Russian authorities banned entry to 39 Polish bikers accused of staging an unauthorized rally at a Polish military cemetery in the Tver region.
The Mednoye Memorial Complex is the site of the second-largest massacre of Polish officers and prisoners by Soviet secret police in 1940. Poland and Russia jointly opened the Polish War Cemetery there in 2000.
Over the weekend, pro-Kremlin media reported that dozens of Polish bikers had broken into the memorial complex to hold a “torchlight ceremony” and were subsequently arrested.
Regional police said on Sunday that 39 people were charged with unauthorized entry and given five-year entry bans.

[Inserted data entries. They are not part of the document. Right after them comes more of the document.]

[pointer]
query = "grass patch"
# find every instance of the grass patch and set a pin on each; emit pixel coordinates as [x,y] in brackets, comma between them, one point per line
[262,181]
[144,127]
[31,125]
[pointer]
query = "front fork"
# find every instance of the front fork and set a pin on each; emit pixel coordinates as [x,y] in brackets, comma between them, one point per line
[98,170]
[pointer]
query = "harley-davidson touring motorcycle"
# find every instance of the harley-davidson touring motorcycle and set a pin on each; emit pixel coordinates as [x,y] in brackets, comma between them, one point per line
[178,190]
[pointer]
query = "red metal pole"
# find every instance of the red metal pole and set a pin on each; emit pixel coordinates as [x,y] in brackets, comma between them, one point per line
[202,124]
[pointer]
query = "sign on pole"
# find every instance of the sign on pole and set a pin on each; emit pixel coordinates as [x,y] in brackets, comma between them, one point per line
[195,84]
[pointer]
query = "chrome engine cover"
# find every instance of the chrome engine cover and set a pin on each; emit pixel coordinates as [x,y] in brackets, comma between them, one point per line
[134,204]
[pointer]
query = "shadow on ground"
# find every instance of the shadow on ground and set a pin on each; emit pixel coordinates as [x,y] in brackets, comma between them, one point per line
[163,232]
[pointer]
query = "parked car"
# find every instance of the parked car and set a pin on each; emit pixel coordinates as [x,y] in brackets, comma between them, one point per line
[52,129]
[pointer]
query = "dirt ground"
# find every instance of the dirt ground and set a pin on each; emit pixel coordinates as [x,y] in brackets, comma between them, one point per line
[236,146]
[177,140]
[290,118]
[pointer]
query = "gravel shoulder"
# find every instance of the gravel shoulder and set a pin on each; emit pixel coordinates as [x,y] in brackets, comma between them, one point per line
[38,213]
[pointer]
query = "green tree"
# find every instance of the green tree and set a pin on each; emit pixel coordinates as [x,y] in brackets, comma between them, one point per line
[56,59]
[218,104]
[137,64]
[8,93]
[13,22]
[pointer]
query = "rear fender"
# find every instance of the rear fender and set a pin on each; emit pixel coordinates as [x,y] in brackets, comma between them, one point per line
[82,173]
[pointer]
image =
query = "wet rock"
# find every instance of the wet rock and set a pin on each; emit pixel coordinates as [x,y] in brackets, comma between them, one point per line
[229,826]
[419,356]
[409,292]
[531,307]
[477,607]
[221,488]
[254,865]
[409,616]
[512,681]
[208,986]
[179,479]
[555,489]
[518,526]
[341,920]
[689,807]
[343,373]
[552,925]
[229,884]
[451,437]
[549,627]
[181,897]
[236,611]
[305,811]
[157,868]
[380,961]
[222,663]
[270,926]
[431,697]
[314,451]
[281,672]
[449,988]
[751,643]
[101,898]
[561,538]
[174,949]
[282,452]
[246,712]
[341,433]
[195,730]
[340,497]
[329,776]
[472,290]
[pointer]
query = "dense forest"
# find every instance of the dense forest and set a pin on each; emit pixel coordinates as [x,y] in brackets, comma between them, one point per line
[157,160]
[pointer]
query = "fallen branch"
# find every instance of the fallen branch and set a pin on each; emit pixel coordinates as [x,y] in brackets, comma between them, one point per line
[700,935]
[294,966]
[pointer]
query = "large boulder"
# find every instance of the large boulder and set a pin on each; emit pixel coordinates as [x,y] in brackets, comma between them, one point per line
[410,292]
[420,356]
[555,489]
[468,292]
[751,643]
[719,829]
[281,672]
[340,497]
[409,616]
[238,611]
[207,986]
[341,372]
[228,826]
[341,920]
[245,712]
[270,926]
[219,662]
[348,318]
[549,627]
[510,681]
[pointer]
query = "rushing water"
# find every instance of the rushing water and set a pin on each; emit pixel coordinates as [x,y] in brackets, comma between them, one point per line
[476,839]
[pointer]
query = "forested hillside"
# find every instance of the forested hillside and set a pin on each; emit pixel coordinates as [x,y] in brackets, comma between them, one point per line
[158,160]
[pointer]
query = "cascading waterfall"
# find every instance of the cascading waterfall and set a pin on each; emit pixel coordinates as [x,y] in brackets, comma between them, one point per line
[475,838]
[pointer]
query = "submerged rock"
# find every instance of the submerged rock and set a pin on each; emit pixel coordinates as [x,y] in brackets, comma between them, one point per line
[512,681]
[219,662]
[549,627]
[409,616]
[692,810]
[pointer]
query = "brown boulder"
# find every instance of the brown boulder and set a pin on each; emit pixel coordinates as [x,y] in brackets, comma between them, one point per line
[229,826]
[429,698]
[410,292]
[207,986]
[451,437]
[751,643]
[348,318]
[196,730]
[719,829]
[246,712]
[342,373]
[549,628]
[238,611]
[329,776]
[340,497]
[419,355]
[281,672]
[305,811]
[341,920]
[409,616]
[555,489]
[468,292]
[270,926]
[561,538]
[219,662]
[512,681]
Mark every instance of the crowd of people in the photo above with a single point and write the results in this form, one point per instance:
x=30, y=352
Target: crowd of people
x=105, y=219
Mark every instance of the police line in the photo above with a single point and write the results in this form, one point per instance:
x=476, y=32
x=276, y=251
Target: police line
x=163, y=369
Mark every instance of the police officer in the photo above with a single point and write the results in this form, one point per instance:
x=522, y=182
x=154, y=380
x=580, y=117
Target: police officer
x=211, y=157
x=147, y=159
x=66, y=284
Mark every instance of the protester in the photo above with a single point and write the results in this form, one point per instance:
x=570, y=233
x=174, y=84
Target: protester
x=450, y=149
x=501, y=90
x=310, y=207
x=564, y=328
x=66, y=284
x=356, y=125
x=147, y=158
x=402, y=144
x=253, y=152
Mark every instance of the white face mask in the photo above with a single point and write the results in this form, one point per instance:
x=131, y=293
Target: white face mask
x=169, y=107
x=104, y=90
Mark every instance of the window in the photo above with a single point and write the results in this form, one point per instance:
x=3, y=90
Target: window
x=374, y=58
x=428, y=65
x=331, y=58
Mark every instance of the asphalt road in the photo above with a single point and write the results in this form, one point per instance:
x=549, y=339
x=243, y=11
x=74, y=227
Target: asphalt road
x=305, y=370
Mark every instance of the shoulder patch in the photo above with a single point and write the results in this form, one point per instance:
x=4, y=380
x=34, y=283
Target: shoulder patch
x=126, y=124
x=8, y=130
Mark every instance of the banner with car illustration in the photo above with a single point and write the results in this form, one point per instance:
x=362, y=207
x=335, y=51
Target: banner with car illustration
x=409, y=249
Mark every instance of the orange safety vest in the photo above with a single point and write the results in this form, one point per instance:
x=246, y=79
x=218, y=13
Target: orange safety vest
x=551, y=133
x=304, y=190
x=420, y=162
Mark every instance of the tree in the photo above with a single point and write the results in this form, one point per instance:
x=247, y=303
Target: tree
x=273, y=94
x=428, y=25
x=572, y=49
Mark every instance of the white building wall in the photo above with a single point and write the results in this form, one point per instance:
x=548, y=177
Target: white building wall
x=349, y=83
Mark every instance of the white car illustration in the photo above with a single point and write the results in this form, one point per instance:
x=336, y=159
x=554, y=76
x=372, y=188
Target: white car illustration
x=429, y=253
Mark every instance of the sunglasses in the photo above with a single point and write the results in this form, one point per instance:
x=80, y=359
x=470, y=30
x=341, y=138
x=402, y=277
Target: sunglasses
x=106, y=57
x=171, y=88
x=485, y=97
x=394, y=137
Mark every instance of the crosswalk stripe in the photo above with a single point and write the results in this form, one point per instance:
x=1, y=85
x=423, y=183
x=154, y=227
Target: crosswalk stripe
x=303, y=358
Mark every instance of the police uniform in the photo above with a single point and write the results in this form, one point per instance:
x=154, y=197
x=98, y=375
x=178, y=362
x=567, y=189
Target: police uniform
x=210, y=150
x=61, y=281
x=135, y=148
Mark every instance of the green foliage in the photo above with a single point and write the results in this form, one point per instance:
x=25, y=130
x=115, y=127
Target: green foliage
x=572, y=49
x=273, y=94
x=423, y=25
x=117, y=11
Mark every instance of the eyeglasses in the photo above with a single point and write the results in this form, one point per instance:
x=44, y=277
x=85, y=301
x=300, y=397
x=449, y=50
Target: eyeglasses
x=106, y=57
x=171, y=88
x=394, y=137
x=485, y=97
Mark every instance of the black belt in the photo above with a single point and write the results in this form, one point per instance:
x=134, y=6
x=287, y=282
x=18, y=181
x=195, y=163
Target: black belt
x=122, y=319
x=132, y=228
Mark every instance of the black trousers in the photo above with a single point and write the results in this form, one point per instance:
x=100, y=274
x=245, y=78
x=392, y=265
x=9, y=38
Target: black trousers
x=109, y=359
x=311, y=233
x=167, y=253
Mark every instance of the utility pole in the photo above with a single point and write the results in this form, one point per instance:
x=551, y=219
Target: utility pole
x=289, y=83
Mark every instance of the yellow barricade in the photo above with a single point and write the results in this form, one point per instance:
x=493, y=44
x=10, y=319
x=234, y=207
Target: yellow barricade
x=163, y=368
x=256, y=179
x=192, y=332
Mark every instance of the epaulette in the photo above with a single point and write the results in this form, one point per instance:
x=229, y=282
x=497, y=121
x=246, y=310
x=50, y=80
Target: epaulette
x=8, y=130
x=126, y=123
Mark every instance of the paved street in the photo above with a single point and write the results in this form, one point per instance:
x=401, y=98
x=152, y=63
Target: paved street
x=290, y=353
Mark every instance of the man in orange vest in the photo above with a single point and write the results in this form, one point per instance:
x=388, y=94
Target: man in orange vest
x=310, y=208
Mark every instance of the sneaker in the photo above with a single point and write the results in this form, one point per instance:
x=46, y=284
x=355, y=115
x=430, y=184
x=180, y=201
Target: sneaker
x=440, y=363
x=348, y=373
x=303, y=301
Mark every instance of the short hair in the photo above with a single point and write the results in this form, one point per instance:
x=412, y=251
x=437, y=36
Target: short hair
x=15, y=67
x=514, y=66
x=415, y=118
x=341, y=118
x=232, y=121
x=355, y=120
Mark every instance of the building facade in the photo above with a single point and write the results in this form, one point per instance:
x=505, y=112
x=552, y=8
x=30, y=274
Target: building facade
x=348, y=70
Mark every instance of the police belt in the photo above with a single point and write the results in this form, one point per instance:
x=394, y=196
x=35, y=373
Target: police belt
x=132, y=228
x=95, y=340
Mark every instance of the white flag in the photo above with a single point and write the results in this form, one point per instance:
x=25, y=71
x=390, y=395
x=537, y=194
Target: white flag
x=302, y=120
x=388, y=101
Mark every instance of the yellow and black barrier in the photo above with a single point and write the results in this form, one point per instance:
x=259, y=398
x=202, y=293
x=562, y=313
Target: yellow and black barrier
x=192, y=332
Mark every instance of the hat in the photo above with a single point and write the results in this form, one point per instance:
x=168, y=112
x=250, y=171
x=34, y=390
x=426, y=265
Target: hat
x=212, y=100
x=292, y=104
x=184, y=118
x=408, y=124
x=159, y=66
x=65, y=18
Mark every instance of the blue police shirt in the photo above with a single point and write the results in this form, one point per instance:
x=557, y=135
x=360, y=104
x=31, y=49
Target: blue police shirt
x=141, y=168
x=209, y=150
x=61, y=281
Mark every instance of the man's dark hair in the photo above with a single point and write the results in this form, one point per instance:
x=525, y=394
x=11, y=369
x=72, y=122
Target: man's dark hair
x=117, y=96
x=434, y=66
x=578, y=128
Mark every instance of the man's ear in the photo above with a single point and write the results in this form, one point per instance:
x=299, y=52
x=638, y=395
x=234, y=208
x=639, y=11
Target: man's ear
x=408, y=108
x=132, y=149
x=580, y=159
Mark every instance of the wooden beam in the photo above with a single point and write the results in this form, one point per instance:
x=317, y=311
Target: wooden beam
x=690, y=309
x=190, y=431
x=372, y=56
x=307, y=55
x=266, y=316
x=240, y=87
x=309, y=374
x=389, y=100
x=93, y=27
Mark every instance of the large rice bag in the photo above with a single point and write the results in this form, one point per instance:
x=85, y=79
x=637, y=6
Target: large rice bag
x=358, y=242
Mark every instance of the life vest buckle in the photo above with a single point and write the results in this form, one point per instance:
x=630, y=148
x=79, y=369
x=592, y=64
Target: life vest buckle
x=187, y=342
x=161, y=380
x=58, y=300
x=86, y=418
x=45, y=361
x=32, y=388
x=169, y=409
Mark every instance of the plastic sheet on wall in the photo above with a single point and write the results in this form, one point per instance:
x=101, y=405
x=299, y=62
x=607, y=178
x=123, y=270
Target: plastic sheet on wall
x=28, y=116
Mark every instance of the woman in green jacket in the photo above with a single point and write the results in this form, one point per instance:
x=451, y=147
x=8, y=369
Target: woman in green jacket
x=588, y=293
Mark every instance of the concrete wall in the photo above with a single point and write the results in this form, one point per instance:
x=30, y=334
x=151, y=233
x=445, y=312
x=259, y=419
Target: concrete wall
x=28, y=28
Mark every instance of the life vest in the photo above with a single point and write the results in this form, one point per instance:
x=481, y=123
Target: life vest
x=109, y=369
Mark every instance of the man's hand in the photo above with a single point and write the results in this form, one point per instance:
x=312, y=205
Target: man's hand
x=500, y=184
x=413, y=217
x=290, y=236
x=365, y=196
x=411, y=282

The group was said to have entered Russia via Belarus.
An association of Polish motorcyclists, called Stowarzyszenie Kocham Polskę, said it had organized a prayer and mass at the cemetery last Wednesday but did not mention any arrests. It shared photos of bikers holding torches at the memorial complex.
The group said its members had visited other execution sites of Polish prisoners in Russia and Belarus in recent days.
Stowarzyszenie Kocham Polskę did not immediately respond when reached for comment.
Soviet secret police killed some 22,000 Polish officers in 1940 in the Katyn forest, in modern-day Ukraine’s Kharkiv, and in Mednoye. For decades, the Soviet Union blamed the massacre on Nazi Germany.
In May, Poland’s Foreign Ministry protested the removal of military symbols from the Polish War Cemetery in Mednoye. The cemetery confirmed on its website that it had removed the military symbols following “violations of federal law.”